Doch die wehmütigen Gedanken an Morgan und Harry verflogen recht schnell, als sie den Kamin in ihrem Büro in Hogwarts verließ. Alles war genau so, wie sie es verlassen hatte und in dem Raum hing der ganz eigentümliche Geruch, welchen das Schloss inne hatte. Mit einem freudigen Funkeln in den Augen eilte sie die Treppen hinab zum Kerker zu ihrer ersten Unterrichtsstunde des Jahres. In Gedanken ging sie dabei die Informationen, die ihr Severus über die einzelnen Schüler gegeben hatte, noch einmal durch. Direkt am Morgen hatte sie eine Erstklässler-Gruppe aus Slytherins und Hufflepuffs, unter ihnen Sirius' Großcousine Nymphadora Tonks, die im September des vergangen Jahres dem Haus Hufflepuff zugeteilt worden war.

Unzählige Schüler warteten schon vor dem Klassenraum, als sie endlich den Kerkergang betrat.
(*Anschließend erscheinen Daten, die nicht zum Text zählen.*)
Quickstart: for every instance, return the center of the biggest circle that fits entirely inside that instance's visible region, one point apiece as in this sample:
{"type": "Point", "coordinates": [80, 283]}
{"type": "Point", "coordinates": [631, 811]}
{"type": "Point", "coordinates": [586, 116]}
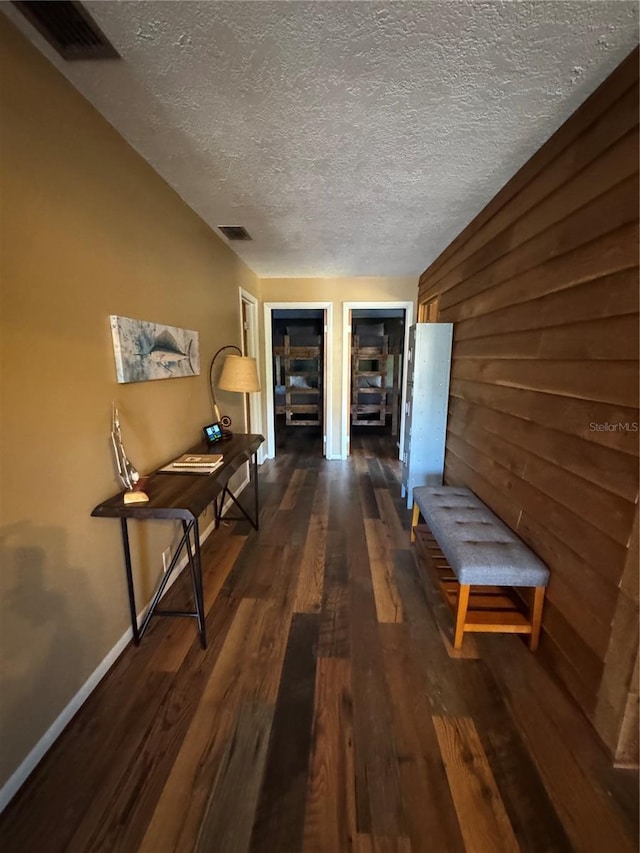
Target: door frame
{"type": "Point", "coordinates": [345, 407]}
{"type": "Point", "coordinates": [269, 308]}
{"type": "Point", "coordinates": [253, 402]}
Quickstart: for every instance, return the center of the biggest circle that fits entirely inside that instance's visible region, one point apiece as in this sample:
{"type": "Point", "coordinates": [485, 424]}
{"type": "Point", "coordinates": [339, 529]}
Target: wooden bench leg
{"type": "Point", "coordinates": [461, 614]}
{"type": "Point", "coordinates": [536, 616]}
{"type": "Point", "coordinates": [415, 518]}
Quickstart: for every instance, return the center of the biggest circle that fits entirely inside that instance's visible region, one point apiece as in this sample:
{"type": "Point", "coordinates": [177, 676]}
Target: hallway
{"type": "Point", "coordinates": [329, 712]}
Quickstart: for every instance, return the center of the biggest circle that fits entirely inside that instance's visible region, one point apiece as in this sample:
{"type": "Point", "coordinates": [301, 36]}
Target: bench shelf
{"type": "Point", "coordinates": [478, 607]}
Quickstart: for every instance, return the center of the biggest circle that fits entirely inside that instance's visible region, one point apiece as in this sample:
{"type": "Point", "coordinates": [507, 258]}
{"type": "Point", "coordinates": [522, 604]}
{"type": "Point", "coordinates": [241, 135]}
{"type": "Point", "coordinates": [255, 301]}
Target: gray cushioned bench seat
{"type": "Point", "coordinates": [480, 548]}
{"type": "Point", "coordinates": [477, 559]}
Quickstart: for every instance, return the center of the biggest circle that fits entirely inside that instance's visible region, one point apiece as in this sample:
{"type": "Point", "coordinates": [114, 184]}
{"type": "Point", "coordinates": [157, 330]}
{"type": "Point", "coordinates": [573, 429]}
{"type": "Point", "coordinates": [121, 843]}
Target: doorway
{"type": "Point", "coordinates": [250, 347]}
{"type": "Point", "coordinates": [298, 377]}
{"type": "Point", "coordinates": [374, 372]}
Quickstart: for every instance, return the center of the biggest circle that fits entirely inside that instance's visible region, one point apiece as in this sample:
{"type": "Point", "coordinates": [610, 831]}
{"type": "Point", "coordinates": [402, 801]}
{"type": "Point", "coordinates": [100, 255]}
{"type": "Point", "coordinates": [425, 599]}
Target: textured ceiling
{"type": "Point", "coordinates": [349, 138]}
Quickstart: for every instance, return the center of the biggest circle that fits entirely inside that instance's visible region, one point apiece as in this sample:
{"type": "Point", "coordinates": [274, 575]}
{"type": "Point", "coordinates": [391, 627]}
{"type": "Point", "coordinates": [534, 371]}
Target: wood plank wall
{"type": "Point", "coordinates": [543, 290]}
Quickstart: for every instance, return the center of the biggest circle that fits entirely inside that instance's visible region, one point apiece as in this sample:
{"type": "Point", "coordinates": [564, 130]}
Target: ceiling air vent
{"type": "Point", "coordinates": [235, 232]}
{"type": "Point", "coordinates": [69, 28]}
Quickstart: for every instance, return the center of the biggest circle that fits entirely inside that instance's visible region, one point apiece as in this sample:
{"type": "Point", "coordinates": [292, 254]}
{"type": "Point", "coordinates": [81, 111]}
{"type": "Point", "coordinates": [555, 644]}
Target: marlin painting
{"type": "Point", "coordinates": [166, 352]}
{"type": "Point", "coordinates": [145, 350]}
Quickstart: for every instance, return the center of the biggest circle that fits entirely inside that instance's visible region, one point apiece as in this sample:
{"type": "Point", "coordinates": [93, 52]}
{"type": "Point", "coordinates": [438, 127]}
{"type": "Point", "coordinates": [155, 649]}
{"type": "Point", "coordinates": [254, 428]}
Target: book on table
{"type": "Point", "coordinates": [193, 463]}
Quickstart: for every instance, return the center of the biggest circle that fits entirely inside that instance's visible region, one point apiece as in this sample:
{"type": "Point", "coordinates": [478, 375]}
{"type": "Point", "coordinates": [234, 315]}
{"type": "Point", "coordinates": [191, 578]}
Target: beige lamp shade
{"type": "Point", "coordinates": [239, 373]}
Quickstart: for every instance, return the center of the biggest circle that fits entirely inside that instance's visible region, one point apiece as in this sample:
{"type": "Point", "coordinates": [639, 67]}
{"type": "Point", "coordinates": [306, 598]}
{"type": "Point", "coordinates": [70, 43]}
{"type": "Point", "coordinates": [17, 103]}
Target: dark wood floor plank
{"type": "Point", "coordinates": [330, 818]}
{"type": "Point", "coordinates": [279, 823]}
{"type": "Point", "coordinates": [483, 819]}
{"type": "Point", "coordinates": [176, 819]}
{"type": "Point", "coordinates": [378, 795]}
{"type": "Point", "coordinates": [528, 804]}
{"type": "Point", "coordinates": [311, 579]}
{"type": "Point", "coordinates": [431, 819]}
{"type": "Point", "coordinates": [444, 681]}
{"type": "Point", "coordinates": [226, 826]}
{"type": "Point", "coordinates": [387, 598]}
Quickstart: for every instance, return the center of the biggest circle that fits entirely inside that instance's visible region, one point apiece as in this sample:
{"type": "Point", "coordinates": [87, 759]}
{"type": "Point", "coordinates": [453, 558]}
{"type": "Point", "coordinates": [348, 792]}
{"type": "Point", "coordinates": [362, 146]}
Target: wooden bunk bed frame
{"type": "Point", "coordinates": [384, 400]}
{"type": "Point", "coordinates": [297, 408]}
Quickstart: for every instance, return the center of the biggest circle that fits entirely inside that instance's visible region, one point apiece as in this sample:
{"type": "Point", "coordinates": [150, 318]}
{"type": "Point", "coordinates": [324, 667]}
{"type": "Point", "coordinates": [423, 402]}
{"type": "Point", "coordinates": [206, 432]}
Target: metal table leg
{"type": "Point", "coordinates": [130, 589]}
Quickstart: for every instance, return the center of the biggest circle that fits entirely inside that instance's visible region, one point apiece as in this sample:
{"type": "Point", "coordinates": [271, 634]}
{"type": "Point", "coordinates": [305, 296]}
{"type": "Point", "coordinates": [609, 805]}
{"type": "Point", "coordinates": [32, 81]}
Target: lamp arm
{"type": "Point", "coordinates": [214, 402]}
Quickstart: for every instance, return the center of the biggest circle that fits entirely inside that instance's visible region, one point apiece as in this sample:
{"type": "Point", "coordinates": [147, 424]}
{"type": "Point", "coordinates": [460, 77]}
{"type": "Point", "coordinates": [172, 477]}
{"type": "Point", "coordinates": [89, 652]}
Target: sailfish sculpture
{"type": "Point", "coordinates": [127, 474]}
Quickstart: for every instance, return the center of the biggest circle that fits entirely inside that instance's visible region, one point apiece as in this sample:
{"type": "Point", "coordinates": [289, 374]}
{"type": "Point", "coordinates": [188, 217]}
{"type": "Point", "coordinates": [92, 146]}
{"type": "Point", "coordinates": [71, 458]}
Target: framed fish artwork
{"type": "Point", "coordinates": [145, 350]}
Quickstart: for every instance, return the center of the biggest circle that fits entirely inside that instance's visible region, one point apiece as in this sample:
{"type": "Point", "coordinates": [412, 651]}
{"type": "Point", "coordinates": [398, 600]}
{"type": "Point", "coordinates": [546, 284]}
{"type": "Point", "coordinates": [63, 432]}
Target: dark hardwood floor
{"type": "Point", "coordinates": [329, 712]}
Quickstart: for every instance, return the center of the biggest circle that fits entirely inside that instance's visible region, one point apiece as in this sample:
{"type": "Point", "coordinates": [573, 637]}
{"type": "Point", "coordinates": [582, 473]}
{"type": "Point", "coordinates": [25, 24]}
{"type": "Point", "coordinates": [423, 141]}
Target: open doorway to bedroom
{"type": "Point", "coordinates": [375, 346]}
{"type": "Point", "coordinates": [298, 377]}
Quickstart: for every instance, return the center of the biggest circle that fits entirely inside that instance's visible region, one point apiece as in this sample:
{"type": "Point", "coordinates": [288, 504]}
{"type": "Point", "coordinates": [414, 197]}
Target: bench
{"type": "Point", "coordinates": [478, 562]}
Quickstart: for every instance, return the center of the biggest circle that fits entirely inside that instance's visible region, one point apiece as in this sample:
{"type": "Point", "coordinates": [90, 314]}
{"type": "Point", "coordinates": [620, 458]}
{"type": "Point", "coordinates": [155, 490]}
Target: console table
{"type": "Point", "coordinates": [184, 497]}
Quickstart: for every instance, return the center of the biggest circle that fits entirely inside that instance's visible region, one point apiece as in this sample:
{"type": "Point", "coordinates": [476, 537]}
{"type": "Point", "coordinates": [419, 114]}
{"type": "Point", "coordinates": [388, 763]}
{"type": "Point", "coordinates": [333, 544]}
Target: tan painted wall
{"type": "Point", "coordinates": [88, 229]}
{"type": "Point", "coordinates": [337, 291]}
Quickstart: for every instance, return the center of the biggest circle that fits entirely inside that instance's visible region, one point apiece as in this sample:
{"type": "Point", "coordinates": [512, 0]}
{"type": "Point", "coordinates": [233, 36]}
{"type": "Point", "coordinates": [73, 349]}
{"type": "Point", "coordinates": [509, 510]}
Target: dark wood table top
{"type": "Point", "coordinates": [181, 495]}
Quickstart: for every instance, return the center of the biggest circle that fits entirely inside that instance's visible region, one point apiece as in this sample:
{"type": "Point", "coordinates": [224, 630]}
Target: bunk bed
{"type": "Point", "coordinates": [375, 378]}
{"type": "Point", "coordinates": [298, 369]}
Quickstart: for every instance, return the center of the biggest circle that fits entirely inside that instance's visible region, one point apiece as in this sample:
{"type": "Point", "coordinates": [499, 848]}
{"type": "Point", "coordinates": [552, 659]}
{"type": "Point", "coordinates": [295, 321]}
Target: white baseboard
{"type": "Point", "coordinates": [19, 777]}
Ein aufgeregtes Gemurmel schlug ihr entgegen, hin und wieder unterbrochen von einem leisen Lachen.
Lily bahnte sich einen Weg durch die Meute von Erstklässlern und kaum hatte sie die Tür aufgeschlossen, strömten alle zu ihren Plätzen.
„Guten Morgen und Euch allen ein frohes neues Jahr", begrüßte Lily ihre Schülern. „Mein Name ist Lily Potter und ab heute werde ich Eure Lehrerin in Zaubertränken sein. Professor Snape hat mich im ersten Halbjahr vertreten, weil ich in Mutterurlaub war."
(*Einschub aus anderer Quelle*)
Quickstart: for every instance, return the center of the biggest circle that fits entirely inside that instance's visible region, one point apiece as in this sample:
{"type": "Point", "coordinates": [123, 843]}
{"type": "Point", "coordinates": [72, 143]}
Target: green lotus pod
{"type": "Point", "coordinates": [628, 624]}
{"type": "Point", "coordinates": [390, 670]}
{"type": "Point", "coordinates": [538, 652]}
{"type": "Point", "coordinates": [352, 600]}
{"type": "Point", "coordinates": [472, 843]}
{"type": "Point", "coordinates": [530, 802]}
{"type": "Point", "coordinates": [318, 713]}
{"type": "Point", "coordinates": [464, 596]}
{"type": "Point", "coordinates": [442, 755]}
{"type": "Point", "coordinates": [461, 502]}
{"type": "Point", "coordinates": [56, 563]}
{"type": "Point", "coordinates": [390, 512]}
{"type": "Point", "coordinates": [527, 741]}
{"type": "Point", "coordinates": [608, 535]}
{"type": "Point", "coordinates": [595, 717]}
Erstaunlicherweise stellte niemand Fragen über sie selbst, Lily vermutete, dass Severus die Klasse schon über alles informiert hatte, also ließ die Erstklässler eine einfache Funkenlösung brauen, um zu sehen, wie sie arbeiten. Dabei fiel ihr schnell auf, dass Nymphadora über genauso wenig Begabung für Zaubertränke verfügte wie Sirus. Schien in der Familie zu liegen. Hektisch suchte das Mädchen mit den orangefarbenen Haaren, die Sekunden vorher noch pink geleuchtet hatten, nach einer Zutat und warf dabei mit dem Ellbogen eine der kleinen Glasflaschen um, die sie zuvor nicht richtig verschlossen hatte. Ihre Sitznachbarin quiekte erschrocken und hüpfte mitsamt ihrem Stuhl einen Meter zur Seite, wobei sie wiederrum den Jungen anrempelte, der auf ihrer anderen Seite saß. Kessel klirrten, Glasflaschen zerbrachen und immer mehr Schüler sprangen entsetzt auf, bis Lily die unaufhaltsam scheinende Kettenreaktion mit einem Schlenker ihres Zauberstabs beendete.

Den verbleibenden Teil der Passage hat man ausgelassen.